1 · Where does our data live, relative to other schools?
The answer you want is structural: separate databases, or at minimum a separation the vendor can draw on a whiteboard without the word "filter". If every customer’s students share one table and a WHERE clause keeps them apart, one programming mistake shows another school your children. Filters fail silently; structures fail loudly.
2 · Who can see what — and who decided?
Ask for the role model on screen: what a class teacher sees versus the fee desk versus the principal. Then the harder question: how exceptions are handled. Per-user overrides that are explicit and audited are healthy; the phrase "we just share the admin login for that" ends the evaluation.

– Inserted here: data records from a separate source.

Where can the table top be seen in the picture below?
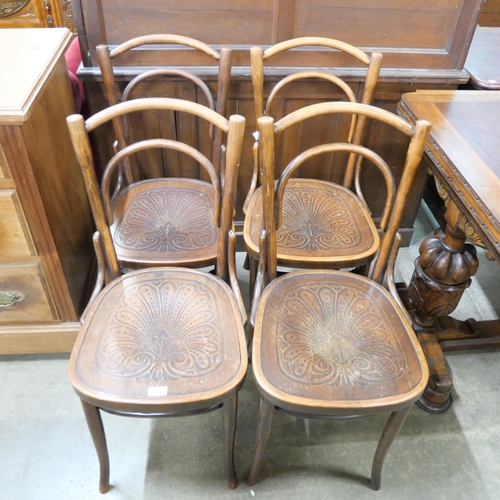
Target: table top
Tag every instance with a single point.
(483, 60)
(27, 57)
(464, 144)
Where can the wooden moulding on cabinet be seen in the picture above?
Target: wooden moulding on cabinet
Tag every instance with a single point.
(46, 255)
(37, 14)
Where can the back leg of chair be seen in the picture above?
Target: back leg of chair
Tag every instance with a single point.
(94, 422)
(229, 410)
(263, 430)
(391, 429)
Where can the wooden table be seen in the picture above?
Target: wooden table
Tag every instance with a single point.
(463, 147)
(483, 60)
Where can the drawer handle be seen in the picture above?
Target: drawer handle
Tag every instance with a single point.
(8, 299)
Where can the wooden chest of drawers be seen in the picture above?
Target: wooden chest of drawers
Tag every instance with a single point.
(46, 254)
(37, 14)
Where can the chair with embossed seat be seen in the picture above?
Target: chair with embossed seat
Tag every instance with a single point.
(329, 343)
(163, 341)
(340, 244)
(167, 221)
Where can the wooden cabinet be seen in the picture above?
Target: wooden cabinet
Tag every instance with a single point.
(37, 14)
(490, 13)
(424, 43)
(46, 227)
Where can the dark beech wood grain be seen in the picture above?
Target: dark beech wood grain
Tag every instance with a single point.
(160, 342)
(424, 47)
(321, 224)
(166, 221)
(330, 343)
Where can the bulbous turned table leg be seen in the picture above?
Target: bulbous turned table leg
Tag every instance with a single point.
(443, 271)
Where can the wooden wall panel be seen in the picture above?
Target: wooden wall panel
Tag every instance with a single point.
(360, 22)
(490, 13)
(242, 22)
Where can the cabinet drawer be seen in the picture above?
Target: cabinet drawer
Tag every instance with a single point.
(24, 295)
(15, 237)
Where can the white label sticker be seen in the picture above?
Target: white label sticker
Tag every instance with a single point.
(158, 390)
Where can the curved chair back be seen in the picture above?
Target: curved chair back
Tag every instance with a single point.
(234, 128)
(106, 55)
(268, 130)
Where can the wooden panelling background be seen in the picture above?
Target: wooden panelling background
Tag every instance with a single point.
(424, 46)
(490, 13)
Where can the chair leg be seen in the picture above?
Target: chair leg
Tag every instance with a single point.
(391, 429)
(263, 430)
(229, 410)
(254, 265)
(94, 422)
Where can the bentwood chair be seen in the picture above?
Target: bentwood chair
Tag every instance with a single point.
(164, 341)
(165, 221)
(327, 343)
(160, 79)
(339, 243)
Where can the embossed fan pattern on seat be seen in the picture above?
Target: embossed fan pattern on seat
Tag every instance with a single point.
(316, 220)
(161, 330)
(320, 220)
(173, 220)
(335, 336)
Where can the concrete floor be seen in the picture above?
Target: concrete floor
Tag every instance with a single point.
(46, 451)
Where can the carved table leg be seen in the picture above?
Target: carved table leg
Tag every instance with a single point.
(443, 271)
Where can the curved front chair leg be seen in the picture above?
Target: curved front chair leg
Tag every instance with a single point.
(94, 422)
(263, 430)
(391, 429)
(229, 409)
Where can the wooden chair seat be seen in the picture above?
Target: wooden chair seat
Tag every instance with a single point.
(341, 345)
(160, 341)
(327, 343)
(165, 222)
(324, 225)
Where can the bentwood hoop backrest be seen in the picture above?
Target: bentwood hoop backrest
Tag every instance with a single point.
(234, 127)
(224, 58)
(373, 62)
(267, 131)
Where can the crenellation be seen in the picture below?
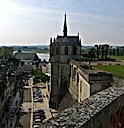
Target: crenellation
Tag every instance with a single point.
(89, 113)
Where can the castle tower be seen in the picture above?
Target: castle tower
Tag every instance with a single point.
(65, 28)
(62, 50)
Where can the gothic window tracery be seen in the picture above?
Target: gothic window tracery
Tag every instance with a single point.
(57, 50)
(74, 50)
(66, 50)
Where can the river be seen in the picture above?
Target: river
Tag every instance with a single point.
(43, 56)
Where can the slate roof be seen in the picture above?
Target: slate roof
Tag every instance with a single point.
(27, 68)
(26, 56)
(67, 39)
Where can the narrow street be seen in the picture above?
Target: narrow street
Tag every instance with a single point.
(29, 106)
(10, 118)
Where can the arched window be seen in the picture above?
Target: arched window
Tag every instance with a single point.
(52, 51)
(57, 50)
(66, 50)
(74, 50)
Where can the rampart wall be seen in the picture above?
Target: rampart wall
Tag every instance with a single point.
(94, 112)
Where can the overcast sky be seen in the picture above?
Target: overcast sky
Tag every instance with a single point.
(34, 22)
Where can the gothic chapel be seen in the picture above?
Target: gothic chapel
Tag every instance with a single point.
(62, 50)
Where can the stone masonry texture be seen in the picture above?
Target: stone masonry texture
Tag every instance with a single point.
(94, 112)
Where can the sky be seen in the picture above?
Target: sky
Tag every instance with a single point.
(34, 22)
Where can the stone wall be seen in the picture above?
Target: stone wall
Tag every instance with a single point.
(94, 112)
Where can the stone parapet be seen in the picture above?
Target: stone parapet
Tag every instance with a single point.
(94, 112)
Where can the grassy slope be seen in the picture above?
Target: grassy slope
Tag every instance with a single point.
(115, 69)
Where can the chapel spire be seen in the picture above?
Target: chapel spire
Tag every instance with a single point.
(65, 27)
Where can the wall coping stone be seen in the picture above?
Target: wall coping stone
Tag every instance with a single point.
(81, 113)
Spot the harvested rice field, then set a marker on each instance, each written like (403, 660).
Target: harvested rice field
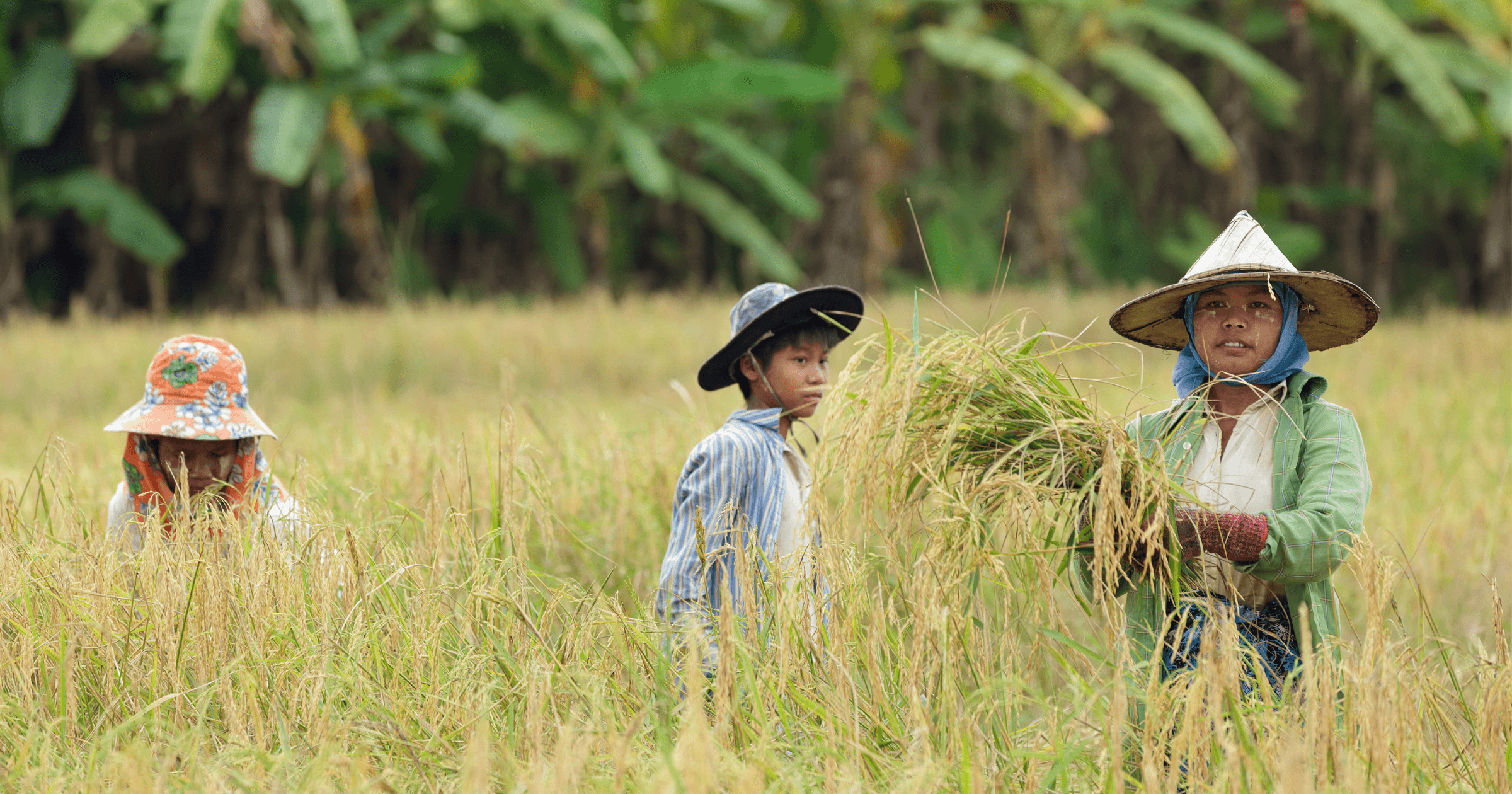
(490, 488)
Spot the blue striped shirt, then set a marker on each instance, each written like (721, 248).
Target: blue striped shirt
(732, 486)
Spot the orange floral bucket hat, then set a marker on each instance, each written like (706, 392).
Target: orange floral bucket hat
(195, 389)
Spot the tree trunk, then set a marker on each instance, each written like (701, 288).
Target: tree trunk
(1384, 203)
(1496, 246)
(315, 258)
(19, 243)
(1358, 156)
(241, 229)
(359, 206)
(847, 238)
(921, 106)
(103, 279)
(280, 247)
(1045, 198)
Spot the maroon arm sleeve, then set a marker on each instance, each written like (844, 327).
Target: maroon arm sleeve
(1237, 538)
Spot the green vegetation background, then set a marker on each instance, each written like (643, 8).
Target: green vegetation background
(236, 153)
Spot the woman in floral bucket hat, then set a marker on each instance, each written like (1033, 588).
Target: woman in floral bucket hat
(194, 433)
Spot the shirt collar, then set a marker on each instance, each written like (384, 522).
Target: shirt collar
(762, 418)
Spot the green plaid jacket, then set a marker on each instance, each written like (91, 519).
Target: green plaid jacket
(1320, 488)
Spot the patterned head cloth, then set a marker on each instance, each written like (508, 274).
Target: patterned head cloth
(195, 389)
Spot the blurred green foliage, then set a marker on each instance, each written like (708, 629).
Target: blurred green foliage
(241, 152)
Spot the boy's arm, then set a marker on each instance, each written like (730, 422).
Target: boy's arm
(705, 493)
(1309, 542)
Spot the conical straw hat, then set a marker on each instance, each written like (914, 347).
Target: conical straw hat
(1334, 311)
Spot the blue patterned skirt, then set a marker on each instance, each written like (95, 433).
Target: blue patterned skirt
(1264, 633)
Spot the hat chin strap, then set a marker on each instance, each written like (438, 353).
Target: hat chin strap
(785, 409)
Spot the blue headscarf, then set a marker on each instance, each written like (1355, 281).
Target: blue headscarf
(1292, 350)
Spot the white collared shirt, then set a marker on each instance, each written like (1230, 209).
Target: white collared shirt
(796, 483)
(1237, 480)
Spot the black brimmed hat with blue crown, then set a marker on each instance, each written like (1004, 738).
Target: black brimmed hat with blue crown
(773, 309)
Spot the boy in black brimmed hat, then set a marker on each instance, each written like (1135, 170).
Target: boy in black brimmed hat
(745, 488)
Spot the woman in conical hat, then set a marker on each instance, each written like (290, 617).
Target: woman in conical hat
(1280, 473)
(193, 439)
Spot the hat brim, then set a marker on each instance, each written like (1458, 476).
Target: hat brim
(1334, 311)
(164, 420)
(841, 304)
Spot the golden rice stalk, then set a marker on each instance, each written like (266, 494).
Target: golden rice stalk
(982, 425)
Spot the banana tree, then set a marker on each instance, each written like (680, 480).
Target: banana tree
(624, 129)
(1479, 59)
(37, 96)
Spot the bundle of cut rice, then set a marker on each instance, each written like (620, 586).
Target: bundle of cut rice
(983, 425)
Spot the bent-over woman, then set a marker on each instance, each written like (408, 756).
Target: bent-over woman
(193, 440)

3 · What does the audit trail actually record?
- Sign-ins — including failed ones.
- Publications and unlocks: results, certificates, locked attendance.

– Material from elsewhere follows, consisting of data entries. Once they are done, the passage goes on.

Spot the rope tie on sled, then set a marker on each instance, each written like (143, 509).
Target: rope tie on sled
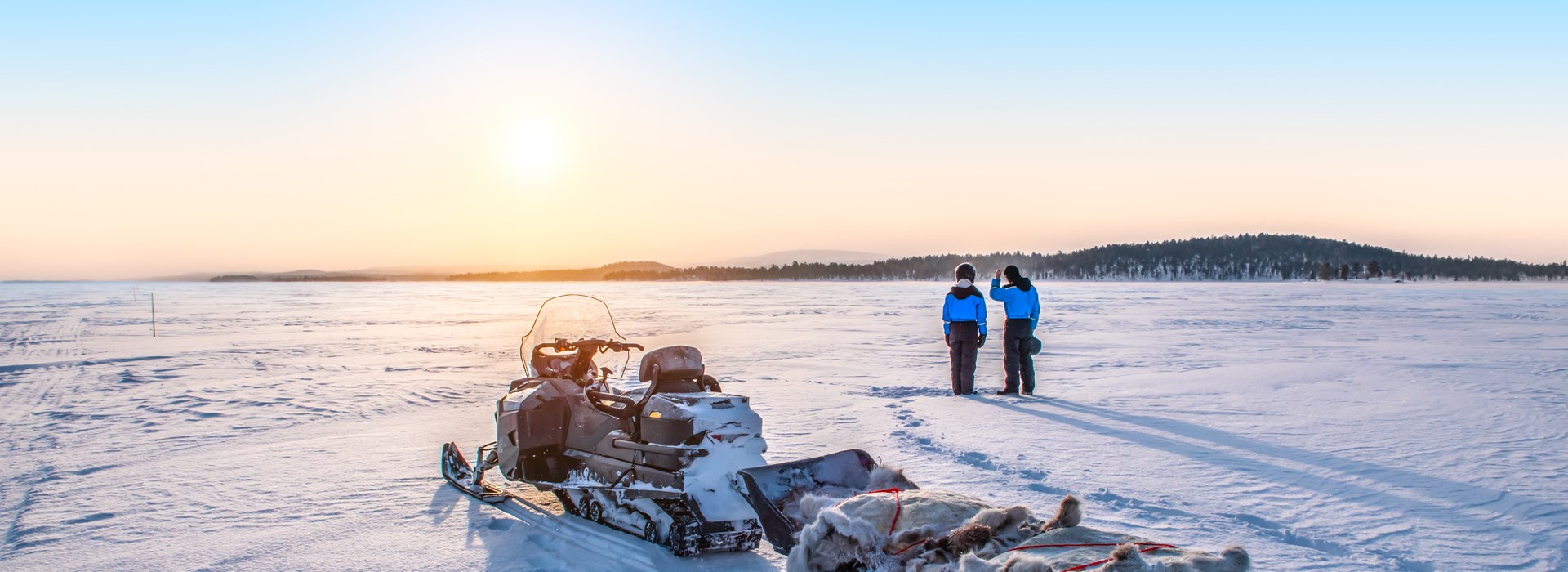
(1145, 547)
(898, 510)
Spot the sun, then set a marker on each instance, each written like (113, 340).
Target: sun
(533, 151)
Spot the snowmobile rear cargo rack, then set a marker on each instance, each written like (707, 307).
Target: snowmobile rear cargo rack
(770, 486)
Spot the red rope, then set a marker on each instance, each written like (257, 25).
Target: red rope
(1150, 547)
(898, 508)
(898, 512)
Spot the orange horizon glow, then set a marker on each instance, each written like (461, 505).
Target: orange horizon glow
(557, 136)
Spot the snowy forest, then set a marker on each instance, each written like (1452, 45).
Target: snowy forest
(1244, 257)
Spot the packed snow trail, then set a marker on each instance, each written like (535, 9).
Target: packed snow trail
(1324, 427)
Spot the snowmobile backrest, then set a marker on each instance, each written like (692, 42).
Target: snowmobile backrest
(673, 370)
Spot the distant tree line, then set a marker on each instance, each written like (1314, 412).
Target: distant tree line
(1244, 257)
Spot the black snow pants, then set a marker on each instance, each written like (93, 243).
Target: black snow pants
(1015, 355)
(963, 343)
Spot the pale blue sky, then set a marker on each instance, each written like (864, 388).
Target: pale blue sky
(129, 126)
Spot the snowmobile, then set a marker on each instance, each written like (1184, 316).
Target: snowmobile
(675, 461)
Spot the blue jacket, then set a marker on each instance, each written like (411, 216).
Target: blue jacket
(971, 307)
(1017, 302)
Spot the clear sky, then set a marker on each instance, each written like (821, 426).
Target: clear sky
(143, 138)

- Edits to governed records: who, when, from what to what.
- And crucially: can the vendor SHOW you, live, the trail for an action they just performed?
4 · What happens to a lost ID card, a departed teacher, a revoked certificate?
Security is mostly revocation. A lost card should fail at the gate the same day; a resigned teacher’s access should end with their notice period, not their memory; a corrected certificate should invalidate the version it replaced. Ask for each, demonstrated.
5 · Consent — especially for biometrics and photographs
If attendance uses fingerprints or the gallery publishes children’s photographs, consent is not a policy document; it is a per-person record the system enforces. No consent, no capture — and publication that checks the record before going live. Data-protection regimes (India’s DPDP among them) are moving exactly this direction; buy software already built for it.
6 · Backups you have seen, not been promised
Two questions: when was the last backup taken, and when was a restore last TESTED? The second question is the real one — an unrestored backup is a hope, not a plan.
7 · The exit
Ask, while relations are warm, what leaving looks like: full export, standard formats, a wind-down window. A vendor confident in their product answers easily; data hostage-taking announces itself in the hesitation.
Institutions that run this review earn something beyond a safer choice: a documented file that answers trustees, parents and auditors for years. The hour it takes is the cheapest governance your institution will buy.